Reason for hospitalization contrasting adjudication versus ICD-10-CM coding among persons with HIV, 2016–2019
Alexander C. Commanday, Lindsay E. Browne, Amanda E. Moy, Heather I. Henderson, John P. Franzone, Geargin B. Wilson, Claire E. Farel, Darren A. Dewalt, Joseph J. Eron, Sonia Napravnik

TL;DR
This study compares ICD-10-CM coding with expert review to determine hospitalization reasons in people with HIV, finding that coding is mostly accurate but needs improvement in certain cases.
Contribution
The study evaluates the accuracy of ICD-10-CM coding versus adjudication for hospitalization reasons in HIV-positive individuals.
Findings
ICD-10-CM coding agreed with adjudication in 73% of hospitalizations.
Adjudication was needed for patients with complex hospitalization courses or poorly controlled HIV.
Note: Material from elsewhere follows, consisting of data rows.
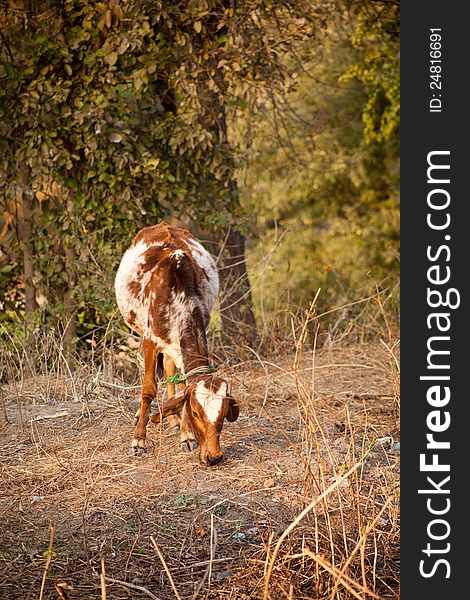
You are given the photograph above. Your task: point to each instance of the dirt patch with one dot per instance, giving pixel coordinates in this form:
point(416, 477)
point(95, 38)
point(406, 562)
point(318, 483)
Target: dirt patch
point(65, 464)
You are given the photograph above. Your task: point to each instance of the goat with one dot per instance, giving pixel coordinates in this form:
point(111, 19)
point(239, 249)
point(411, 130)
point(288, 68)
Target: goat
point(166, 286)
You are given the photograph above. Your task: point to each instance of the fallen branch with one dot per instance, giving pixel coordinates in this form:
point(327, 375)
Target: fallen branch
point(167, 570)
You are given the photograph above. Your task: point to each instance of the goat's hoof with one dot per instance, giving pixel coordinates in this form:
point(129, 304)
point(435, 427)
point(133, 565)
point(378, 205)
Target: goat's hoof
point(189, 445)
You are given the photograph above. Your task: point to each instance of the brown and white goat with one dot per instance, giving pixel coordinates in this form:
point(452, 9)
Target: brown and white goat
point(166, 286)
Inadequate ICD coding occurred in 6% of cases.
Abstract
People with HIV (PWH) have disproportionately high hospitalization rates, the reasons for which are incompletely understood. Hospitalization reasons based on International Classification of Diseases, Tenth Revision, Clinical Modification (ICD-10-CM) discharge codes may lead to misclassification. We evaluated the performance of ICD-based reason for hospitalization with adjudication in PWH. We randomly sampled 302 of 1428 hospitalizations (21%) between 2016 and 2019 among PWH in the UNC CFAR Clinical Cohort Study (UCHCC). ICD-based reason was defined as first-listed ICD discharge diagnosis, or second if the principal diagnosis was HIV. We contrasted ICD-based reason and adjudication with four outcomes: complete agreement (same category and diagnosis), partial agreement (same category, different diagnosis), disagreement (different category and diagnosis), and inadequate ICD coding (no…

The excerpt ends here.